1. Talk to a local investment firm about a starter account. Several firms have special rates to encourage young investors. You can also start an investment account online through online brokerages, such as AmeriTrade, Scottrade or ETrade.
2. Save any extra income you earn. If you earn $100 extra income per week cutting grass, don't blow it on games or partying, put at least $50 of it toward your investment goals. That $50 per week amounts to $600 per year. If you can put away more than that, that's even better.

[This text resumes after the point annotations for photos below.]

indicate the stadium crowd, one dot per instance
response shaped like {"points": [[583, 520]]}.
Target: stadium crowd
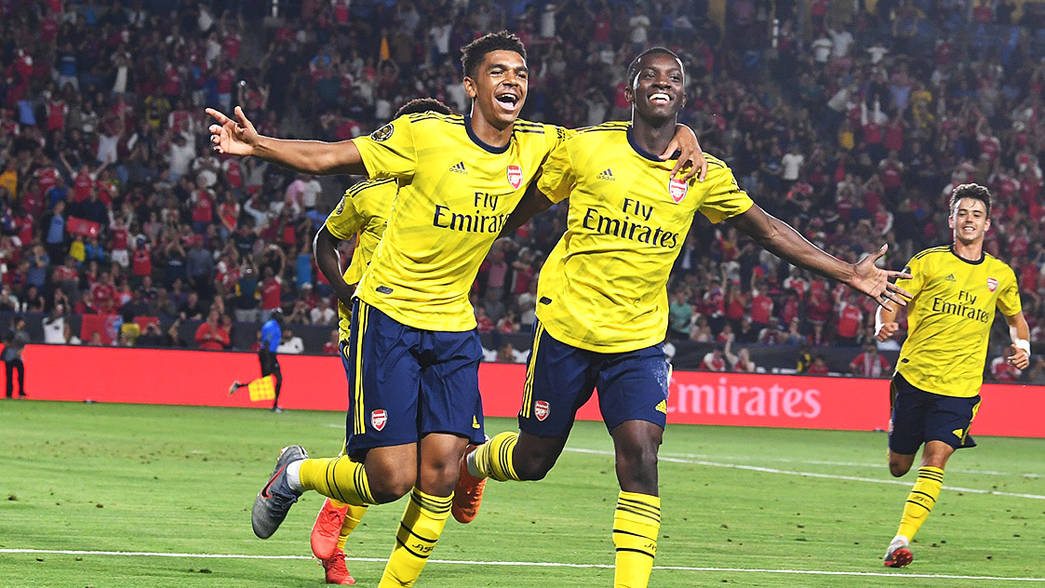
{"points": [[852, 123]]}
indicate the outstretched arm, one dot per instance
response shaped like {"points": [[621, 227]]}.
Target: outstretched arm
{"points": [[239, 138], [1020, 349], [885, 323], [325, 250], [781, 239]]}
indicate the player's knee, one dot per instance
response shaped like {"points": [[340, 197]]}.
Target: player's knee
{"points": [[533, 467], [391, 488], [899, 468]]}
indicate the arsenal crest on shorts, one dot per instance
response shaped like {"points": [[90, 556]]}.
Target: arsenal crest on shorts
{"points": [[378, 418], [677, 189], [541, 409], [515, 175]]}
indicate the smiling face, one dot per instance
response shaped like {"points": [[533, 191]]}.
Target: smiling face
{"points": [[657, 89], [969, 220], [498, 88]]}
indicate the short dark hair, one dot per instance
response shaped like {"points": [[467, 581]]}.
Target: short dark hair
{"points": [[472, 53], [974, 191], [633, 67], [418, 106]]}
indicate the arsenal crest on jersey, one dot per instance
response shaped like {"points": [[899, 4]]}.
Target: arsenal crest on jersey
{"points": [[378, 418], [515, 175], [677, 189], [541, 409]]}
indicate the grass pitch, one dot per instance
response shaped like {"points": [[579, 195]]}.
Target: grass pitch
{"points": [[741, 506]]}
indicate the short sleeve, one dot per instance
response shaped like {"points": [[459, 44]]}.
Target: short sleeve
{"points": [[724, 198], [1008, 300], [557, 177], [390, 150]]}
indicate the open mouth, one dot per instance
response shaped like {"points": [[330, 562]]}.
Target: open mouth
{"points": [[507, 99], [659, 98]]}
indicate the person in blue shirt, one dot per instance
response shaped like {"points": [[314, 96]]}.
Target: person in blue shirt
{"points": [[272, 334]]}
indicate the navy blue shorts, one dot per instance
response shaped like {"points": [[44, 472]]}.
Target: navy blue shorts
{"points": [[919, 417], [404, 382], [560, 378]]}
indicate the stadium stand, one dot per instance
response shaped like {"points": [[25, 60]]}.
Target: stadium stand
{"points": [[852, 124]]}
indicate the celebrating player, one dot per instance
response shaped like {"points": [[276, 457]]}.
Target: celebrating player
{"points": [[603, 307], [363, 213], [414, 351], [935, 389]]}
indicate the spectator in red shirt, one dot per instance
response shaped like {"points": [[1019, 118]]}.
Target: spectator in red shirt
{"points": [[849, 321], [271, 292], [869, 363], [483, 323], [714, 360], [211, 335], [762, 309], [818, 368]]}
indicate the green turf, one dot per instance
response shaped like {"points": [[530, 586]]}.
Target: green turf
{"points": [[182, 479]]}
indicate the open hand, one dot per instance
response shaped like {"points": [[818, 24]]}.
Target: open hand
{"points": [[691, 155], [1018, 357], [232, 137], [887, 330], [874, 281]]}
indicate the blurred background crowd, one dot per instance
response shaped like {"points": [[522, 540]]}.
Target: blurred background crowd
{"points": [[850, 119]]}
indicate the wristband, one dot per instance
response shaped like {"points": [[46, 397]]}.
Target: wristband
{"points": [[1022, 344]]}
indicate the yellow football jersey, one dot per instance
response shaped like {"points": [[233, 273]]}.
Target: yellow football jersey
{"points": [[603, 286], [363, 212], [950, 316], [455, 194]]}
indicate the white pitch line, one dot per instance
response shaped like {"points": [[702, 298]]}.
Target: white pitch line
{"points": [[530, 564], [814, 474]]}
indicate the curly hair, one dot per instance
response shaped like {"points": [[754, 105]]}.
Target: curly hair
{"points": [[472, 53]]}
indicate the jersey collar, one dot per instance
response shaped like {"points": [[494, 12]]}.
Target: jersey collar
{"points": [[977, 262], [480, 142], [642, 151]]}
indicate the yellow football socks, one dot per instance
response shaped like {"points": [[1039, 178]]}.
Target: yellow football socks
{"points": [[421, 525], [340, 478], [636, 523], [493, 459], [921, 500]]}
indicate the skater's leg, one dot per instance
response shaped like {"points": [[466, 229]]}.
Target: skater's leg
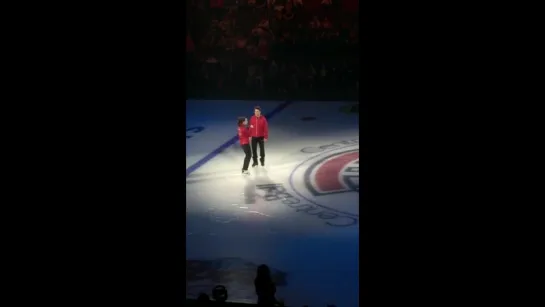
{"points": [[254, 151], [247, 157]]}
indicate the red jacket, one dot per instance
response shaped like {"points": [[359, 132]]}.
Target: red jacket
{"points": [[243, 135], [260, 127]]}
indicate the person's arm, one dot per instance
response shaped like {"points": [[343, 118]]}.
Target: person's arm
{"points": [[266, 128]]}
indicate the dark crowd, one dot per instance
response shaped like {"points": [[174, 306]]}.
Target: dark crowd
{"points": [[272, 48], [265, 290]]}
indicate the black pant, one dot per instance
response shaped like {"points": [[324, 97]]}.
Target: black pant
{"points": [[246, 148], [255, 141]]}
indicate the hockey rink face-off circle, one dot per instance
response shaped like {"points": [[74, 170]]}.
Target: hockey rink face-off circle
{"points": [[329, 178]]}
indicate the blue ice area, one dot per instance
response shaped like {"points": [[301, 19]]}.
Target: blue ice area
{"points": [[218, 121], [321, 265]]}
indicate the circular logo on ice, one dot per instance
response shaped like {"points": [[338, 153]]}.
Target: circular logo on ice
{"points": [[330, 179]]}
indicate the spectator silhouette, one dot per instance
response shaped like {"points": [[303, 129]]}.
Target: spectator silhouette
{"points": [[264, 287]]}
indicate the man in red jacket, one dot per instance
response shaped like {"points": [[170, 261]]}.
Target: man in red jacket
{"points": [[259, 132], [244, 138]]}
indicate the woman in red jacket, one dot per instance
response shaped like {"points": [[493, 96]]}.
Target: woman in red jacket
{"points": [[244, 138]]}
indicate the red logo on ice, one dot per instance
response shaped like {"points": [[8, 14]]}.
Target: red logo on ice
{"points": [[338, 173]]}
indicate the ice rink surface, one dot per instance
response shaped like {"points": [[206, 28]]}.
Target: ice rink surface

3. Choose good, long-term stocks in a variety of sectors. You don't need to crunch numbers to do this. Look around at the biggest companies, with which you are already familiar: Coca-Cola, Wal-Mart, Nike, Apple, Microsoft are all examples of "blue chip" stocks. These are strong companies that are unlikely to go anywhere. If you want to really diversify, consider a mutual fund. These funds are composed of numerous, well-rounded stocks. There's usually a fee associated with mutual funds, so your overall return is lower, but there's very little risk, such as the technology sector taking a hit or locusts decimating the coffee industry.
4. Pay off any high-interest loans, such as credit cards, before filtering money into an investment account. There's no point paying 30 percent on a loan only to make a lower percent in an investment.
5. Don't gamble. Young investors seem to love playing the big-shot by day-trading. Although there can be massively exciting profit/loss swings, in the end, short-term traders don't fair so well. If you must gamble, open a separate "play" account and keep your real investments in long-term stocks.